「前・後章だけでは描き切れなかったことが多すぎる」デッドデッドデーモンズデデデデデストラクション 後章 tomatoさんの映画レビュー(感想・評価)
前・後章だけでは描き切れなかったことが多すぎる
前章で描かれた主人公2人の幼い頃のエピソードは、物語全体の鍵を握ると思っていたのだが、それが、時間軸の異なるパラレルワールドでの出来事であったことが分かると、「またもマルチバースか・・・!」と思ってしまった。
ただ、その時空を超えたのは凰蘭だし、凰蘭と大葉とのラブ・ストーリーも大きなウェイトを占めていて、前章では凰蘭と門出が同等に描かれていたのが、後章では、完全に凰蘭が主役になっている。
何よりも、門出1人の命を救うために、全人類を滅亡の危機に追い込んでしまった凰蘭の葛藤の深さは心に響くし、それで良かったのだと思えるような2人の友情にも胸が熱くなった。

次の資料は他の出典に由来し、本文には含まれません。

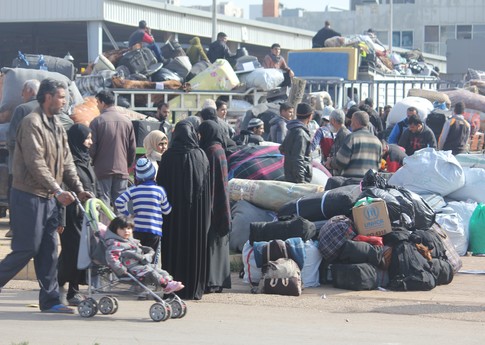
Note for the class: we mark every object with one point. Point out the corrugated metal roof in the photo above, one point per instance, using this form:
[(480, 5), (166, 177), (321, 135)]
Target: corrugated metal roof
[(160, 16)]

その一方で、問答無用で「侵略者」を駆除し続ける人間にしても、ただ逃げ惑うだけの「侵略者」にしても、お互いにもう少しコミュニケーションを取って、何とか共存の道を探れないものだろうかと思ってしまう。
キャラが立っていた「青共闘」のリーダーの小比類巻や凰蘭の兄のひろしが、いったい何をやりたいのかが分からないまま、中途半端な活躍で終わってしまったのはもったいない。
人類よりも「侵略者」の方が先に地球に住んでいたというプロットも活かされていないし、国立競技場の「方舟」とか、AIの認証とか、異空間から出てきた巨大な手とか、光の泡のシャワーとか、いったい何だったのかが分からず、理解が追いつかないことも多すぎる。
ようやく入力できた「ともだち」というパスワードが機能しなかったり、その割には、地球全体が崩壊するはずが、東京の破壊だけで事態が収拾したりと、物語の結末にも釈然としないものが残った。
せっかく、前章で、後章に向けた期待が盛り上がったのに、色々な要素を詰め込みすぎた上に、その、どれもが不完全燃焼で尻すぼみに終わってしまったのは、本当に残念としか言いようがない。